35 In everything I did, I showed you that by this kind of hard work we must help the weak, remembering the words the Lord Jesus himself said: 'It is more blessed to give than to receive.'" 

 

Set your heart on service and you will be rewarded.

 

  • The church needs people who are faithful to Jesus first

 

Paul is not swayed by those who oppressed him

 

19 I served the Lord with great humility and with tears, although I was severely tested by the plots of the Jews.

 

Paul is also not afraid to leave when it was time to go.

 

 24 However, I consider my life worth nothing to me, if only I may finish the race and complete the task the Lord Jesus has given me-- the task of testifying to the gospel of God's grace.

 

The first thing Paul tells them is to watch their own walk with God closely

 

28 Keep watch over yourselves and all the flock of which the Holy Spirit has made you overseers. Be shepherds of the church of God, which he bought with his own blood.  

 

Elders set an example of Godly living, of faithfulness to Jesus. 1 Tim 3:1-7, Titus 1:5-9, 1 Peter 5:1-4, Acts 20:28-31

 

1 Timothy 3:1-7 - Here is a trustworthy saying: If anyone sets his heart on being an overseer, he desires a noble task.  2 Now the overseer must be above reproach, the husband of but one wife, temperate, self-controlled, respectable, hospitable, able to teach,  3 not given to drunkenness, not violent but gentle, not quarrelsome, not a lover of money.  4 He must manage his own family well and see that his children obey him with proper respect.  5 (If anyone does not know how to manage his own family, how can he take care of God's church?)  6 He must not be a recent convert, or he may become conceited and fall under the same judgment as the devil.  7 He must also have a good reputation with outsiders, so that he will not fall into disgrace and into the devil's trap.

 

Personal holiness – Above reproach, blameless, temperate, self-controlled, not given to drunkenness, not violent but gentle, not a lover of money, not overbearing, not quick-tempered

 

Relationship to others – Not quarrelsome, respectable, good reputation with outsiders

 

Family life – Faithful (fidelity or celibacy), manages his own family well

 

Doctrine – Not a recent convert, able to teach, holding to sound doctrine so as to instruct and refute

 

Service – Hospitable, willing and eager to serve

 

Who is my biggest opponent? Who is the biggest obstacle in this work? It’s me.

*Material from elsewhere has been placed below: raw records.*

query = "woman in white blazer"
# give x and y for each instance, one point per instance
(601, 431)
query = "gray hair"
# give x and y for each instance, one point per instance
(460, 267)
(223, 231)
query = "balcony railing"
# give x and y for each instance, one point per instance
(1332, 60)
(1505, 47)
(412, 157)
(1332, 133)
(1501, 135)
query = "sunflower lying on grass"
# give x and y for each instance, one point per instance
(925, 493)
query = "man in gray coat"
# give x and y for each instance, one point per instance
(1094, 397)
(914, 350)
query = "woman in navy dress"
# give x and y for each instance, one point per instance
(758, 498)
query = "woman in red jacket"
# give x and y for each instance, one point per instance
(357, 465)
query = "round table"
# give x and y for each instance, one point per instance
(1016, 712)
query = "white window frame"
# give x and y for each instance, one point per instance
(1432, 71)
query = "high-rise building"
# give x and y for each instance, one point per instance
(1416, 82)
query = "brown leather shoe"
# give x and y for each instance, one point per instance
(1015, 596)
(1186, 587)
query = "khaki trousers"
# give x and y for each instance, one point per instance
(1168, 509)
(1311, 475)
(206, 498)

Leaders need to watch themselves and their own walk with God first and foremost.

 

Robert Murray McCheyne – My people’s greatest need is my personal holiness

 

1 Timothy 4:16 - Watch your life and doctrine closely. Persevere in them, because if you do, you will save both yourself and your hearers.

 

Paul was so faithful to Jesus that he was even heading to Jerusalem, even though he knew it was probably going to involve persecution. Very similar to Jesus.

 

22 "And now, compelled by the Spirit, I am going to Jerusalem, not knowing what will happen to me there. 

 

Following Jesus can mean hardship and persecution and even death.

 

What kind of people is God looking for in His church? Watchmen who will be faithful in preaching the gospel and calling people to repentance and faith in Jesus. Shepherds who will care for the sheep. And people who will prioritize their relationship with Jesus.